Complaints by soldiers over non-payment of their allowances and neglect of injured soldiers are not new.

In 2016, Daily Trust reported that incapacitated soldiers of Operation Lafia Dole in the North-East cried out that they were dying over the slow pace of treatment they were receiving.

Most of the soldiers at the time, Daily Trust recalled, had their limbs amputated.

Thousands of Nigerian soldiers are actively engaged in various fronts, from the fights against insurgents in the North-East to the campaign against banditry in the North-West, and dozens of other military operations in various parts of the country.

Hundreds have been killed in these operations.

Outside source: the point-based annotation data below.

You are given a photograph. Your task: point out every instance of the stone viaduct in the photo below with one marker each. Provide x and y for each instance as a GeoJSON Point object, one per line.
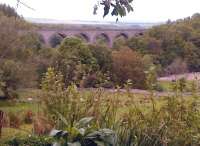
{"type": "Point", "coordinates": [90, 33]}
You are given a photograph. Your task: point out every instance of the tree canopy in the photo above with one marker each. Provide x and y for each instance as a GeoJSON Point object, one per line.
{"type": "Point", "coordinates": [114, 7]}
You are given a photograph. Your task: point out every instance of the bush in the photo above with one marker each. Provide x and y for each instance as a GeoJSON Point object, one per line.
{"type": "Point", "coordinates": [14, 119]}
{"type": "Point", "coordinates": [128, 64]}
{"type": "Point", "coordinates": [28, 117]}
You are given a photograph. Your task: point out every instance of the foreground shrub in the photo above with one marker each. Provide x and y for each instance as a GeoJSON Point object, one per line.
{"type": "Point", "coordinates": [28, 117]}
{"type": "Point", "coordinates": [14, 120]}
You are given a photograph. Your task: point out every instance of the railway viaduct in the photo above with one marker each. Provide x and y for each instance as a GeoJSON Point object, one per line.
{"type": "Point", "coordinates": [90, 33]}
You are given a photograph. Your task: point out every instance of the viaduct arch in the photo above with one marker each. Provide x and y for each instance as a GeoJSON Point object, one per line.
{"type": "Point", "coordinates": [90, 34]}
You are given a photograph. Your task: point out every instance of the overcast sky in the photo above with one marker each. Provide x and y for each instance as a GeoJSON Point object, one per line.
{"type": "Point", "coordinates": [144, 10]}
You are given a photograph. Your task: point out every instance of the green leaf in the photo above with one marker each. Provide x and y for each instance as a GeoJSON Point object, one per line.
{"type": "Point", "coordinates": [84, 122]}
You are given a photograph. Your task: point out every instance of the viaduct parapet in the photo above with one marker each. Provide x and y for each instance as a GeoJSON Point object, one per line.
{"type": "Point", "coordinates": [89, 33]}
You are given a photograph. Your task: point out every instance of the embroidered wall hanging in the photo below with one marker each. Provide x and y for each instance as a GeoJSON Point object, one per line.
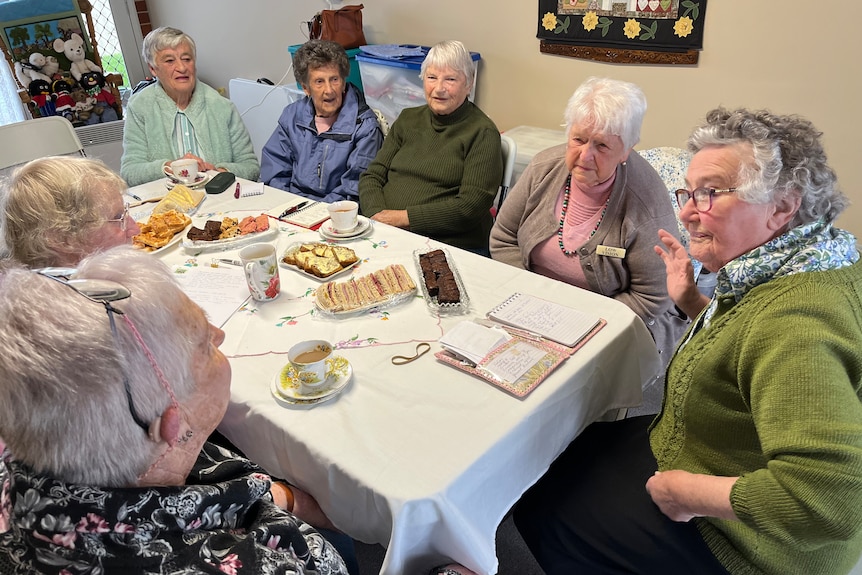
{"type": "Point", "coordinates": [623, 31]}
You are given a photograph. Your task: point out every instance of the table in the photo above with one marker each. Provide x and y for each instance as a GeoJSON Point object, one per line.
{"type": "Point", "coordinates": [422, 458]}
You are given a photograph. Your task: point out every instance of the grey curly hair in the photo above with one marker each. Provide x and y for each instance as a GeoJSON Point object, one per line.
{"type": "Point", "coordinates": [787, 159]}
{"type": "Point", "coordinates": [316, 54]}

An undisclosed number have suffered injuries.

Enenche, however, refused to disclose the number of soldiers injured in these operations.

“Let me ask you this question: How will a soldier in the North- East, North-West and North -Central feel if you tell him that one million of his colleagues were killed? If it were you, how would you feel?

“No, I won’t tell you that these numbers are wounded.

“Those that went to hospitals and didn’t come out alive, all those things? Why won’t we give it? It is for the purpose of ensuring that we give them that moral support and encouragement, not discouragement by way of what you say,” he said.

He said revealing such information could also embolden the enemy.